Continued on the front page (51) Int.Cl. ⁷ Identification symbol FI Theme coat II (reference) C08L 9/00 C08L 9/00 77/00 77/00 91/00 91/00 F term (reference) 4J002 AC01X AC03X AC04X AC05X AC07X AC08X AE053 BB24W CL004 DA036 DJ006 DJ016 DJ036 DJ056 FA044 FD014 FD016 FD023 GN01

Claims (8)

[Claims] 1. A rubber composition for an inner liner of a pneumatic tire comprising a rubber component comprising 40 to 100% by weight of a halogenated butyl rubber and less than 60% by weight of a diene rubber and a layered or plate-like mineral. 2. The layered or plate mineral has an aspect ratio of 5
that's all. The rubber composition for an inner liner according to claim 1, wherein the rubber composition is a kaolinous clay of less than 30. 3. The rubber composition for an inner liner according to claim 1, wherein the layered or plate-like mineral is a hydrous composite of silica and alumina. Wherein with respect to the rubber component 100 parts by weight, more nitrogen adsorption specific area (N ₂ SA) is 26~170m ² /
The rubber composition for an inner liner according to claim 1, wherein 0 to 40 parts by weight of carbon black and 1 part by weight or more of a naphthenic or paraffinic oil are blended. 5. The compounding amount of the lamellar or plate-like mineral is 60 to 320 parts by weight based on 100 parts by weight of the rubber component, and the total amount of the mineral and the carbon black is 60 to 36 parts.
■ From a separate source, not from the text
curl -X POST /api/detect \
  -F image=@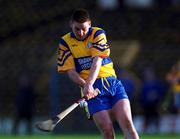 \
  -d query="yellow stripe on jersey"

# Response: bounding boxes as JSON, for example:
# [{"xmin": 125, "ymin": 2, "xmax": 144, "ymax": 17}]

The rubber composition for an inner liner according to any one of claims 1 to 3, which is 0 parts by weight. 6. The rubber composition for an inner liner according to claim 1, further comprising 0.3 to 15 parts by weight of an organic short fiber based on 100 parts by weight of the rubber component. 7. The rubber composition for an inner liner according to claim 6, wherein the organic short fibers are polyamide fibers. 8. A pneumatic tire using the rubber composition according to claim 1 for an inner liner.